Паха Сапа легко перешагивает через низкие перила на трос, который проходит справа от прогулочной дорожки. Стоять на нем можно без труда — это труба диаметром чуть меньше шестнадцати дюймов, но крашеный и изогнутый металл оказывается скользким. Паха Сапа снова жалеет, что надел неудобные дешевые туфли на скользкой подошве.
Он предполагает, что трос тянется на семьсот пятьдесят — восемьсот футов от этой точки до проходного канала в башне на высоте двести семьдесят пять футов над рекой. Большой Билл мог бы назвать ему точную длину. Вообще-то, он и называл ему точную длину пролета моста и кабеля — девятьсот тридцать футов, но он уже прошел по пролету (вдоль которого и тянется кабель) от анкера около двухсот футов.
Видимо, впереди около семисот двадцати пяти футов троса.

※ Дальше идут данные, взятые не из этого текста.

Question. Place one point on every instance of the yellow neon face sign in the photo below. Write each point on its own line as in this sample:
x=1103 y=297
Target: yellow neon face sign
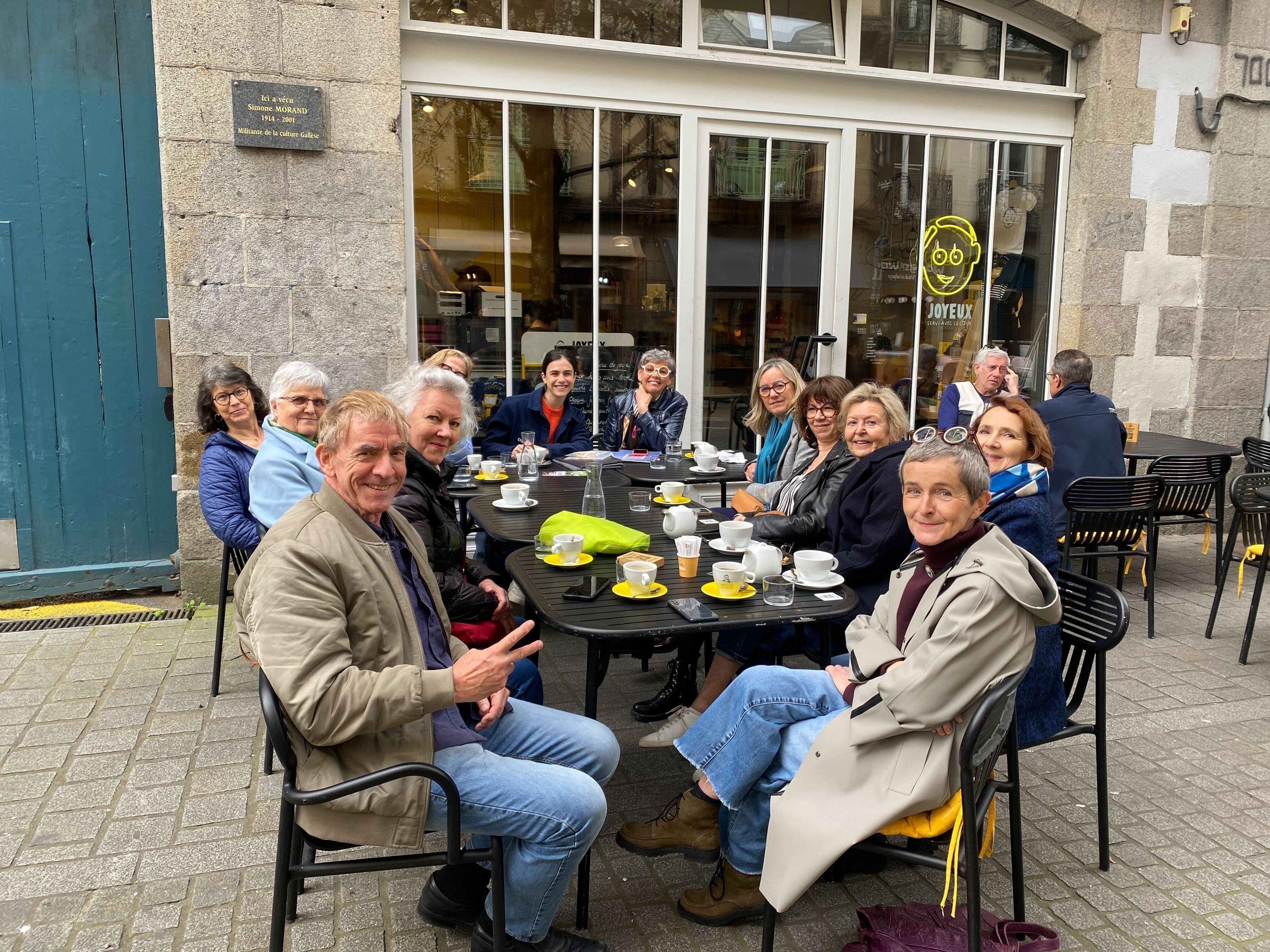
x=950 y=251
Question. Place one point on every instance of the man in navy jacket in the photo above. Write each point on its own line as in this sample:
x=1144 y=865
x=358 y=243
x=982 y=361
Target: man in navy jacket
x=1088 y=436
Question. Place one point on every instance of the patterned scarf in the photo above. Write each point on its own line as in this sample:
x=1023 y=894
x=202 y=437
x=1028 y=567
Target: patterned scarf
x=1021 y=480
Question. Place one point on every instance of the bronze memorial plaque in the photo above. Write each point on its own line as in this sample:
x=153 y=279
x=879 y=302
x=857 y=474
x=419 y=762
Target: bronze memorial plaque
x=277 y=116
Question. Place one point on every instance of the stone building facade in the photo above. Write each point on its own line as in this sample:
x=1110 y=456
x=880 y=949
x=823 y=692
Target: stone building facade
x=276 y=254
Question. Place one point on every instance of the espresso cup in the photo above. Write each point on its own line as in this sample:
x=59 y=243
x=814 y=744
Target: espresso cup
x=515 y=493
x=671 y=492
x=815 y=565
x=736 y=535
x=729 y=577
x=641 y=577
x=568 y=546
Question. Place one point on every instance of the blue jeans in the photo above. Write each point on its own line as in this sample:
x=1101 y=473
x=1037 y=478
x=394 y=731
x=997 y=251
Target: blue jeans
x=750 y=744
x=536 y=781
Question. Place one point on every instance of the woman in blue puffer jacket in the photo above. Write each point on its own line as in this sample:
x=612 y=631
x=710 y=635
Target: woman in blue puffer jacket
x=230 y=408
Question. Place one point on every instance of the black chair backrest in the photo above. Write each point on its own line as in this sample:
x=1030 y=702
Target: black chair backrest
x=1112 y=507
x=276 y=727
x=986 y=734
x=1095 y=619
x=1189 y=483
x=1256 y=454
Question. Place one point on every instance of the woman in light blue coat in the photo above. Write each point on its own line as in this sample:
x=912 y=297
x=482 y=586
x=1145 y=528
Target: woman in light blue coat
x=286 y=468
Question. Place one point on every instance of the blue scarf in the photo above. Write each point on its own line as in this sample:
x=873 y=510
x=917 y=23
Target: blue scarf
x=1021 y=480
x=774 y=446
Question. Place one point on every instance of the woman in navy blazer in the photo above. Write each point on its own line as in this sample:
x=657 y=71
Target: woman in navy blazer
x=526 y=412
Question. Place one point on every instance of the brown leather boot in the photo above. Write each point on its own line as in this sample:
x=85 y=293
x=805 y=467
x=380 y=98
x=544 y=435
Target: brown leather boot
x=729 y=898
x=689 y=825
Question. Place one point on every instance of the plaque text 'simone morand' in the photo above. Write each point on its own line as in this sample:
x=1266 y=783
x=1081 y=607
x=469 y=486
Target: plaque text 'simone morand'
x=277 y=116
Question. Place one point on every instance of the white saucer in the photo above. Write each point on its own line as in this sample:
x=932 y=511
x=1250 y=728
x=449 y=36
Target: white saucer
x=832 y=582
x=505 y=504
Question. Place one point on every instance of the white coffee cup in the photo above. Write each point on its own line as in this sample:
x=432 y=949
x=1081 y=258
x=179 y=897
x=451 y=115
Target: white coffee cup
x=729 y=577
x=671 y=492
x=736 y=535
x=515 y=493
x=568 y=546
x=641 y=577
x=815 y=565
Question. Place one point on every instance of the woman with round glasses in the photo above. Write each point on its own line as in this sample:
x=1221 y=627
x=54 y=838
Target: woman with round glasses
x=286 y=469
x=652 y=414
x=771 y=417
x=230 y=409
x=460 y=364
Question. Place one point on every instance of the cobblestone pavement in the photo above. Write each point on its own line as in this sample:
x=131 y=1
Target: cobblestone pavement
x=136 y=815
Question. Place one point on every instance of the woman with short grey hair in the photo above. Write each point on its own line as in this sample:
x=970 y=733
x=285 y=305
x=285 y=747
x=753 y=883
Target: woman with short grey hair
x=286 y=469
x=652 y=414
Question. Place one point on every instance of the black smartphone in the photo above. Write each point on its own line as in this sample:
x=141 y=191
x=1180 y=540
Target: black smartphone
x=588 y=589
x=693 y=610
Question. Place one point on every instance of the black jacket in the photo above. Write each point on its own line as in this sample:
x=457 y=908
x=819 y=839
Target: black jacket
x=662 y=422
x=809 y=521
x=1089 y=441
x=425 y=501
x=868 y=530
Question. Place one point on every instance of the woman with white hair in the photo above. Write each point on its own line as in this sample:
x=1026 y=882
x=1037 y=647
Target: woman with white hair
x=439 y=407
x=286 y=468
x=652 y=414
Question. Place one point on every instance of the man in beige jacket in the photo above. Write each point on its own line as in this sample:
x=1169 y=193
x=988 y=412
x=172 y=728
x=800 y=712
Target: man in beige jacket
x=345 y=616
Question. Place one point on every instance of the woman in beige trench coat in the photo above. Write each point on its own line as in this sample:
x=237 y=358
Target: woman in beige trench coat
x=806 y=765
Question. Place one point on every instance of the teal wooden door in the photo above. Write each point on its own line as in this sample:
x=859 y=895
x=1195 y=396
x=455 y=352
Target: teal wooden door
x=87 y=451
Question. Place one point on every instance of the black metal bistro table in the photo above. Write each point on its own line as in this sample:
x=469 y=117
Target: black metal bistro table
x=1153 y=446
x=681 y=471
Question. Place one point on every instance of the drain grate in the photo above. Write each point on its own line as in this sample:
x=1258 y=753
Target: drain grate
x=84 y=621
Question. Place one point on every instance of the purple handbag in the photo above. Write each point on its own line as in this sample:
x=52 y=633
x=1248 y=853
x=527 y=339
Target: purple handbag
x=925 y=928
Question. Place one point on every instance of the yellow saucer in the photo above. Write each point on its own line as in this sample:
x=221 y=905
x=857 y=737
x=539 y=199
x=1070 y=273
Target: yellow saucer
x=712 y=588
x=623 y=589
x=583 y=559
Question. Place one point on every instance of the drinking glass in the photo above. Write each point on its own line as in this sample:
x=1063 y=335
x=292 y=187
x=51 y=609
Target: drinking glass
x=778 y=592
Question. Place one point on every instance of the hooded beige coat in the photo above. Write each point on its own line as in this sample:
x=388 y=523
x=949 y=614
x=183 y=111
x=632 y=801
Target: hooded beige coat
x=323 y=609
x=971 y=630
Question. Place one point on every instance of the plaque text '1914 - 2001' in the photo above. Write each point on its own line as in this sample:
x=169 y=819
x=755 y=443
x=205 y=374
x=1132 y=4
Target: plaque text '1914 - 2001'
x=277 y=116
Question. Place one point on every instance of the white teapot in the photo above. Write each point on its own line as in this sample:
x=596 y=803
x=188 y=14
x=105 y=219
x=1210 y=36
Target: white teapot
x=761 y=560
x=680 y=521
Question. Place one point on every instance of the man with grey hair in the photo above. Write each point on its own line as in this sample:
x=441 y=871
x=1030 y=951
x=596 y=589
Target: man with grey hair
x=1086 y=433
x=652 y=414
x=286 y=468
x=964 y=402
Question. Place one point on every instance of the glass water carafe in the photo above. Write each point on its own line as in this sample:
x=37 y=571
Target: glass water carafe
x=593 y=496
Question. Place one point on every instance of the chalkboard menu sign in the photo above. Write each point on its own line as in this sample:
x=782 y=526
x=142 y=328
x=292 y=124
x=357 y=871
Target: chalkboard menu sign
x=277 y=116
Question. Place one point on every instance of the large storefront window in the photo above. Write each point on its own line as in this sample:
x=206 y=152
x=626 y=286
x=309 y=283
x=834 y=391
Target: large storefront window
x=758 y=182
x=656 y=22
x=562 y=285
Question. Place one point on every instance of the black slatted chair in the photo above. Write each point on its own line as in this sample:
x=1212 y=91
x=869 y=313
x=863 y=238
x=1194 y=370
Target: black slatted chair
x=1256 y=455
x=1095 y=619
x=1114 y=512
x=1251 y=520
x=296 y=857
x=1191 y=485
x=988 y=735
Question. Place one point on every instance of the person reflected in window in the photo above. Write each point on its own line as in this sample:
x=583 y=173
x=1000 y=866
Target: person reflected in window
x=230 y=408
x=455 y=362
x=651 y=414
x=558 y=426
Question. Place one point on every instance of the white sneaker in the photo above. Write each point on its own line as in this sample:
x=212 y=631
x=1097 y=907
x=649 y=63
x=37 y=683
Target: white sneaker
x=676 y=727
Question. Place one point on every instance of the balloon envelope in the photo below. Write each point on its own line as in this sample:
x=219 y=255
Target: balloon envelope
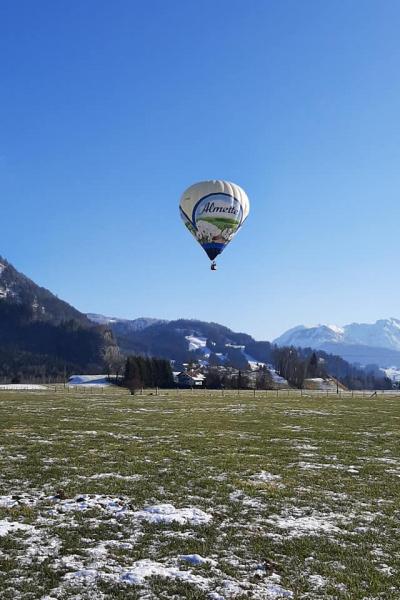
x=214 y=211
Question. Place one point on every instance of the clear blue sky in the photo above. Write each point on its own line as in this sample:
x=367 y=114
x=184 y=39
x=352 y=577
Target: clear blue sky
x=109 y=110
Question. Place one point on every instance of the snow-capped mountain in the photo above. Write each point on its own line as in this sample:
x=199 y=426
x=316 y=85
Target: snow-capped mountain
x=311 y=337
x=128 y=324
x=364 y=343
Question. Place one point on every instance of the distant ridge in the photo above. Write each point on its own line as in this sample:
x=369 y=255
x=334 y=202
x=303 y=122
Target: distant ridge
x=362 y=343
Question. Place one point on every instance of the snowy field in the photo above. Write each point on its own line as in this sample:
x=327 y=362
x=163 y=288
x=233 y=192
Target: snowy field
x=198 y=496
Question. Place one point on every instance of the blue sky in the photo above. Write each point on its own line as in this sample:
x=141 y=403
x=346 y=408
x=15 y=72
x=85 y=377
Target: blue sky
x=109 y=110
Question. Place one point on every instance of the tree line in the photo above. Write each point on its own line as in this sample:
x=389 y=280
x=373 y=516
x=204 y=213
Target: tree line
x=143 y=371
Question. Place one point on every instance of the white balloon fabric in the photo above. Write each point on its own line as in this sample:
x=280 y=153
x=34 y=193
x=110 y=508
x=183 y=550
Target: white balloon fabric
x=214 y=211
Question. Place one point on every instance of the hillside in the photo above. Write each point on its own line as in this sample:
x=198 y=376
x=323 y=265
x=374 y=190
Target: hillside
x=42 y=335
x=185 y=340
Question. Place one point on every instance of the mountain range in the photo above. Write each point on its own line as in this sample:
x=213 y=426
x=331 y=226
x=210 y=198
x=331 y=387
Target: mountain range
x=361 y=343
x=39 y=333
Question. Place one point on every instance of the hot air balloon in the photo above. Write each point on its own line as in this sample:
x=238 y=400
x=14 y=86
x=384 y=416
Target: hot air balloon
x=214 y=211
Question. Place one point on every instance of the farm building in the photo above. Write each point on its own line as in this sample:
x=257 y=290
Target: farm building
x=189 y=379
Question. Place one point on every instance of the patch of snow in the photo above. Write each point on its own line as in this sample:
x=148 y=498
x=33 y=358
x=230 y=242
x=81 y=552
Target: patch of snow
x=142 y=569
x=167 y=513
x=392 y=373
x=22 y=386
x=196 y=559
x=7 y=527
x=113 y=476
x=198 y=343
x=300 y=526
x=89 y=380
x=265 y=477
x=275 y=377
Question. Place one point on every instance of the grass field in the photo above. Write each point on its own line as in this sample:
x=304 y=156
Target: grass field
x=199 y=496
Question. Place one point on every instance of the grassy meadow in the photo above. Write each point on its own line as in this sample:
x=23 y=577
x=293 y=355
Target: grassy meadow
x=198 y=496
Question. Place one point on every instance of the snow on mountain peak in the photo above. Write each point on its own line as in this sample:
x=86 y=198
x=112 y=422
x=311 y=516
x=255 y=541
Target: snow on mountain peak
x=384 y=333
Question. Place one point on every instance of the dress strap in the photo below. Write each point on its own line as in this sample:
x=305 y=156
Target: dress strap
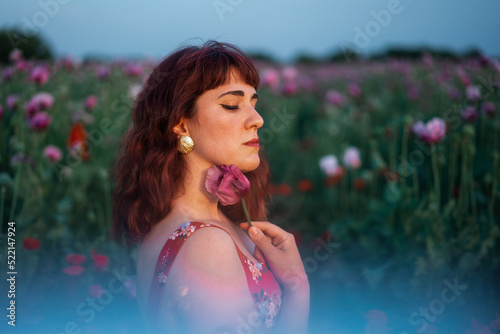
x=166 y=259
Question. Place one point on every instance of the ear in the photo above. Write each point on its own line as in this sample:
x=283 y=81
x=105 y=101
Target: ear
x=181 y=129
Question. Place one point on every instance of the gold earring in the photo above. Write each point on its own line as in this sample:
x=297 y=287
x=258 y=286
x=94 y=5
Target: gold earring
x=185 y=144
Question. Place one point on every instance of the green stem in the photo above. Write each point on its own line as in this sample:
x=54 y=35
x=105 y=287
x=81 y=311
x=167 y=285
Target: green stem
x=16 y=191
x=2 y=204
x=435 y=170
x=246 y=211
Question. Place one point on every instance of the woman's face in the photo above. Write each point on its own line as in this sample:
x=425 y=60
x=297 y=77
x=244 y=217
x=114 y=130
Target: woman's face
x=224 y=129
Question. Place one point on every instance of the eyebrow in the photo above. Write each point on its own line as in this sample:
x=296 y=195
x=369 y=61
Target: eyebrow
x=238 y=93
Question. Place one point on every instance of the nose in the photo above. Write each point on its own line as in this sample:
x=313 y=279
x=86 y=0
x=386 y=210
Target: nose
x=254 y=119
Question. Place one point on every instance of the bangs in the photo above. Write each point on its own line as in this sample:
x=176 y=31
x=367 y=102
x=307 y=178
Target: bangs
x=214 y=64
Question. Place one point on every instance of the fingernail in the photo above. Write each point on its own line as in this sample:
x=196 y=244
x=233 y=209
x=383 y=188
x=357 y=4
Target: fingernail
x=253 y=230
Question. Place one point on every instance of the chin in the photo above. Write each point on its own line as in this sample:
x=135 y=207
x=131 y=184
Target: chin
x=249 y=165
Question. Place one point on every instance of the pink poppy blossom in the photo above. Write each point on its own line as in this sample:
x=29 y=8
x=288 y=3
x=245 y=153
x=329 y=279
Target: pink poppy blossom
x=469 y=114
x=22 y=65
x=12 y=101
x=76 y=259
x=102 y=72
x=15 y=55
x=270 y=77
x=73 y=270
x=432 y=132
x=227 y=183
x=21 y=158
x=289 y=73
x=52 y=153
x=133 y=69
x=7 y=73
x=39 y=75
x=290 y=88
x=31 y=243
x=489 y=109
x=100 y=261
x=473 y=93
x=335 y=98
x=354 y=90
x=40 y=121
x=95 y=290
x=352 y=158
x=90 y=102
x=329 y=164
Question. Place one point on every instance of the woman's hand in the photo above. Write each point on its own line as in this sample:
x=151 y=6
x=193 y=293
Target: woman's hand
x=278 y=249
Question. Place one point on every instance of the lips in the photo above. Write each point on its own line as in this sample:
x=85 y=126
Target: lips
x=253 y=142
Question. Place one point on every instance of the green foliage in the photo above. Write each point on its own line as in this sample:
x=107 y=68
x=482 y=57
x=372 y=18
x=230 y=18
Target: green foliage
x=33 y=46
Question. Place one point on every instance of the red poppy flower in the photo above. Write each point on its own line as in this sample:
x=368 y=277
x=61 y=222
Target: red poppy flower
x=75 y=259
x=31 y=243
x=77 y=141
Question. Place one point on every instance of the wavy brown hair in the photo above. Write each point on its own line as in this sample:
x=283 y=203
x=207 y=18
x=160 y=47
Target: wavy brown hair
x=149 y=172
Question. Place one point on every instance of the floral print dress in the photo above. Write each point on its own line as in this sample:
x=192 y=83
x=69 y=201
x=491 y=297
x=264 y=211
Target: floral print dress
x=264 y=289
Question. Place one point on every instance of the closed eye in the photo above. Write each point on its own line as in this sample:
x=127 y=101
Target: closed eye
x=228 y=107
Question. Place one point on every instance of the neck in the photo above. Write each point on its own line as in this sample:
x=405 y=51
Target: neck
x=196 y=203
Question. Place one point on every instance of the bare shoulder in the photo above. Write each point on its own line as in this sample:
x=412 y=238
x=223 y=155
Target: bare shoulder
x=209 y=251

И он поднимается под углом тридцать пять градусов. Если подумать — не очень круто, но когда стоишь на таком тросе, твое представление о крутизне меняется, Паха Сапа знает это по многим годам работы в шахте и двум годам на горе Рашмор. И потом, скользкая поверхность — такая опасная штука.
Справа от главного проходит тоненький трос, он висит фута на три с половиной выше главного. Это своего рода перила, но, чтобы за них держаться, нужно свеситься в одну сторону. Расстояние между главным тросом и тоненьким довольно велико. Паха Сапа приходит к выводу, что это, пожалуй, не перила, а какая-нибудь оснастка, чтобы цеплять к ней инструмент или спускать оборудование на леса, закрепленные на основном кабеле.
Он спрыгивает с кабеля на прогулочную дорожку, несколько человек, спешащих мимо, недоуменно поглядывают на него, но явно решают, что это кто-то из мостовых рабочих, и торопятся дальше.
Возвращаясь к тому месту, где в люльке, висящей где-то под прогулочной дорожкой, работают те четыре клоуна, Паха Сапа видит груду материалов, оставленных ими наверху. Его интересует только веревочная бухта. Он берет один конец, рассматривает его. Нет, он бы не поменял эту веревку на свой тросик в одну восьмую дюйма, на котором он болтается перед носом Эйба Линкольна в маленькой люльке с паровым буром, но все же это лучше, чем бельевая веревка.
Паха Сапа достает из кармана раскладной нож и отрезает от веревки кусок в восемь футов.
Когда он снова перепрыгивает через противоположные перила на главный трос, у него уходят считаные секунды на то, чтобы соорудить узел Прусика [89] на «перильном» тросике. Держась за оба конца веревки, он снимает с себя ремень (жалея, что на нем не широкий рабочий пояс), обвязывает его еще одним прусиком, для чего ему приходится связать концы веревки, и затягивает его у себя на правом бедре.